Entre los asistentes, el antropólogo Alberto Pérez narró las peripecias del perito Francisco Moreno, pero sin enfocarse en la historia que tantas plaquetas y tantos bustos ha generado, sino en la versión originaria, es decir, lo que percibieron los habitantes de aquella Patagonia prehispánica al ver al perito vagando en las cercanías: “Necesita las almas de los animales, por eso las pone en frascos, recoge todas las flores, mata las plantas y tiene un olor espantoso. Es horrible estar cerca de él”. El principal observador enviado por ese Estado en construcción que era el Estado argentino tuvo mucho trabajo sucio que hacer, pero eso no lo frustró: pesó más su espíritu aventurero. Como señaló Pérez: “Llevaba una cabeza en una bolsa, lo que lo hacía oler muy mal”. Era la cabeza de Cipriano Catriel, un cacique asesinado en un lejano ajuste de cuentas. El perito Moreno cargaba con ella respondiendo al afán clasificador y coleccionista que todavía consideraba a los indígenas enemigos o animales.

La historiadora Paula Núñez hizo un salto de unas cuantas décadas y arriesgó una tesis que parece dar en el blanco. Por supuesto, sugirió que el enorme desierto bien puede ser entendido como una fachada o un oportuno decorado para volver imperativo el exterminio de lo diferente, pero fue más lejos y se preguntó por qué en el siglo XX no se invirtió en obras hidráulicas que llevasen agua a las zonas más relegadas de Río Negro.

La nota, sin embargo, la dieron las dos mujeres mapuche invitadas a hablar de su manera de ver y habitar el mundo: Rosa Calfinahuel, profesora de lengua mapuche (mapudungun), una apasionada que busca herramientas para compartir la cultura de sus ancestros; y Anahí Rayen Mariluan Dará, cantante, compositora y lutier de sus instrumentos, que aprovecha la instancia para intentar trasmitir algo del legado y la sabiduría de su pueblo.

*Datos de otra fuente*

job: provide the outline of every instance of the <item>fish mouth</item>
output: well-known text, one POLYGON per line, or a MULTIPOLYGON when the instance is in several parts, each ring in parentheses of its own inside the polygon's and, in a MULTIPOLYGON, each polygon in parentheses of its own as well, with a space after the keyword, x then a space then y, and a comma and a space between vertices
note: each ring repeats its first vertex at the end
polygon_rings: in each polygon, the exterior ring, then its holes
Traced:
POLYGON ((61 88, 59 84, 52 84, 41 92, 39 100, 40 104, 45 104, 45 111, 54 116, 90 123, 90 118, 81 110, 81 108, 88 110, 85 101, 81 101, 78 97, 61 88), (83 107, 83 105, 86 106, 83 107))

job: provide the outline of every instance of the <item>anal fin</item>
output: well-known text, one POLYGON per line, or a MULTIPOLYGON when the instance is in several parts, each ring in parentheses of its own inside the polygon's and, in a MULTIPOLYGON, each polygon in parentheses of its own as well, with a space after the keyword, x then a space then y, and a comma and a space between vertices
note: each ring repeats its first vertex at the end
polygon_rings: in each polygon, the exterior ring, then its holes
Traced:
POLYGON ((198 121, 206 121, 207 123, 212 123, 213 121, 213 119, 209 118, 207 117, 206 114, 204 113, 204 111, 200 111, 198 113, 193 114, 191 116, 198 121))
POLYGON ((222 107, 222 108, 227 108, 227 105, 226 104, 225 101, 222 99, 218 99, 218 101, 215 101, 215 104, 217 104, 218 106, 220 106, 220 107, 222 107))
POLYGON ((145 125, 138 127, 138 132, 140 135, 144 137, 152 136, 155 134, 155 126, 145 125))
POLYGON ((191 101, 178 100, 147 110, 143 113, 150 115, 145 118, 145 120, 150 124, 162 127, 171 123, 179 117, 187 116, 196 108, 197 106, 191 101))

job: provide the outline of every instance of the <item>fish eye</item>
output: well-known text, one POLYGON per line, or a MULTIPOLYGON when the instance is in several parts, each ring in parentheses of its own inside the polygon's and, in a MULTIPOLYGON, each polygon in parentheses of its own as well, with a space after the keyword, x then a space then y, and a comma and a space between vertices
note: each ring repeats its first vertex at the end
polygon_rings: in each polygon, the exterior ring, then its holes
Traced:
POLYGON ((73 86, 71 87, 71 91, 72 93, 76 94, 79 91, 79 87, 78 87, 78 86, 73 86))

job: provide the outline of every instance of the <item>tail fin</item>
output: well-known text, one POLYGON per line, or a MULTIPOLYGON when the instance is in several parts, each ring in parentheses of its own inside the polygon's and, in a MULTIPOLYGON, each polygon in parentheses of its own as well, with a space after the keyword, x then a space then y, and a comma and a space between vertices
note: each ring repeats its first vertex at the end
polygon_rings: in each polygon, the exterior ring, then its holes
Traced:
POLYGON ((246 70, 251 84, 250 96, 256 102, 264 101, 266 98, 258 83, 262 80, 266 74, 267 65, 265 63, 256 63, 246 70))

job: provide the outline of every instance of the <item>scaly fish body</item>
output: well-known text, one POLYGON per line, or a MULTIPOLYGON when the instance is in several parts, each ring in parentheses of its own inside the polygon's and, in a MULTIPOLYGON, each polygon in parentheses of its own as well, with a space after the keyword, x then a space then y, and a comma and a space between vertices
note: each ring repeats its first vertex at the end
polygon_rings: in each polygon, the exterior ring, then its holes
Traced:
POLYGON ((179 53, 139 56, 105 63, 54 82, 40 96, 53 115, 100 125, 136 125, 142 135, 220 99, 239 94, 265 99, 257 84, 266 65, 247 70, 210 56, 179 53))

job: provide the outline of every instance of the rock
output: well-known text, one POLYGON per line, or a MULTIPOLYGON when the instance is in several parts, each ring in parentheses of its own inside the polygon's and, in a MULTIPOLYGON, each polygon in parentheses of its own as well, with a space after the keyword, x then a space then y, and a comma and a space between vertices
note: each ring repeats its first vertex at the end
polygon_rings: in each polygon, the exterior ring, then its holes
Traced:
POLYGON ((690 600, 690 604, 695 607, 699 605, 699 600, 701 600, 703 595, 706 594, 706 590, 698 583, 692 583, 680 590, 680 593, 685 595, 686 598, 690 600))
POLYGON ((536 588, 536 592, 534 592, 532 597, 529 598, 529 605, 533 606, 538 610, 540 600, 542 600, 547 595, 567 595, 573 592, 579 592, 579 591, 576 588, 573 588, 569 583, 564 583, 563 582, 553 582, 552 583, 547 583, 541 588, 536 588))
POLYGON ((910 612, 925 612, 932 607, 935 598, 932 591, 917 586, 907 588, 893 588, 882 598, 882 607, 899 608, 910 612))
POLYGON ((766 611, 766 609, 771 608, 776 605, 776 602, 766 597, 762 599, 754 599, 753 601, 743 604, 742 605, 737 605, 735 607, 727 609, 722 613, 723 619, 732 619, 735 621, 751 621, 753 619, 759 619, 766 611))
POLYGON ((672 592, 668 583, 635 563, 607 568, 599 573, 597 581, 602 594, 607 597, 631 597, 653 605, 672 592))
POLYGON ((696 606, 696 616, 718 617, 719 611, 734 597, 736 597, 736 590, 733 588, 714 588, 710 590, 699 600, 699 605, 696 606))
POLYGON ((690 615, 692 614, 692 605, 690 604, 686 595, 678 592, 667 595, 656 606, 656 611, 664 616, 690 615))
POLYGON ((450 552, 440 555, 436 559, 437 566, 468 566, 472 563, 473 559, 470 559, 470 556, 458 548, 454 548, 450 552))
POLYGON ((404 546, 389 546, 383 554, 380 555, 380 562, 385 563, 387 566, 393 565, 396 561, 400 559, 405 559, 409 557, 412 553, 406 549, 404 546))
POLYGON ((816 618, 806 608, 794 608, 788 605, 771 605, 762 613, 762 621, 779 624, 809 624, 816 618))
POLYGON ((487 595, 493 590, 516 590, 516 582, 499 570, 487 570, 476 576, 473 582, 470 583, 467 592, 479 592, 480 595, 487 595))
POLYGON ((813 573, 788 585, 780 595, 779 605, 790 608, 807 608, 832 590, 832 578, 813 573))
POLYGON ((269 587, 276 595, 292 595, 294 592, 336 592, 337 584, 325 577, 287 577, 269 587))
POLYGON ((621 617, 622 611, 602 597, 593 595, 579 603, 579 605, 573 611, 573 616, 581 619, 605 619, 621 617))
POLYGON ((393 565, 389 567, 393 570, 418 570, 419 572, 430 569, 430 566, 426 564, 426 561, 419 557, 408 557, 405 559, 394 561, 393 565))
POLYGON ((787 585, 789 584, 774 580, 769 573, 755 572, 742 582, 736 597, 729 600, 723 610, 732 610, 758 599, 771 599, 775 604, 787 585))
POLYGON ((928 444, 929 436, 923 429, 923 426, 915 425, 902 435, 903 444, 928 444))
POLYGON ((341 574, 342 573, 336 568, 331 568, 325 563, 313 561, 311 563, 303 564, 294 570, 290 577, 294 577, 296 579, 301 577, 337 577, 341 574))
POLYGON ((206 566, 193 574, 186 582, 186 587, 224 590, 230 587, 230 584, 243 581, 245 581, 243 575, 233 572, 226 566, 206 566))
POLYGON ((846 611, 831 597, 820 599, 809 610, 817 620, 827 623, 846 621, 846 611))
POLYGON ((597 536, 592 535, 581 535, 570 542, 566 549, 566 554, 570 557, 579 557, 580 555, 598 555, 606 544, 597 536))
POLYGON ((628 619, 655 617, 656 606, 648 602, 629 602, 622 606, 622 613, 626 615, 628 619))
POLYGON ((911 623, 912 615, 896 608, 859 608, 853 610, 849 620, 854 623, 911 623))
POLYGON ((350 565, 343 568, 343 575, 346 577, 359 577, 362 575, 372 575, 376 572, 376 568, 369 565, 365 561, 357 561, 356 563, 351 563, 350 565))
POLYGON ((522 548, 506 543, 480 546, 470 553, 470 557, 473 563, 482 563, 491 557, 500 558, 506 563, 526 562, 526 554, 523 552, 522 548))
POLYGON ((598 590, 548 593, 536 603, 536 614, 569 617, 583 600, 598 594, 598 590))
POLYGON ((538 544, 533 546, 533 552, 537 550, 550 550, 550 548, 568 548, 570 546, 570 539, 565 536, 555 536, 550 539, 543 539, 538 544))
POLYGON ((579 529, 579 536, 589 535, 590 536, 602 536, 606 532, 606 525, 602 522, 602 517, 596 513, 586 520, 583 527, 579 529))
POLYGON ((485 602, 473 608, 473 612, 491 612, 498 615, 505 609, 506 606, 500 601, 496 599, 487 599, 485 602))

Calfinahuel, más tímida y reservada, dibujó y explicó los símbolos que habitan esos dibujos o, por ejemplo, el sentido oculto tras una manta que por obra del azar estaba justo en medio de la sala. Rayen Mariluan Dará se apoyó en la música para jugar con los que estábamos ahí y explicar la cosmogonía mapuche, haciéndonos dar vueltas y pequeños gritos dentro de una temporalidad elegida. Sus personalidades eran complementarias: mientras Rosa se mostraba accesible, a Anahí no le temblaba el pulso al reclamar otro trato y una participación más activa para su pueblo. Nos hacía responsables a todos.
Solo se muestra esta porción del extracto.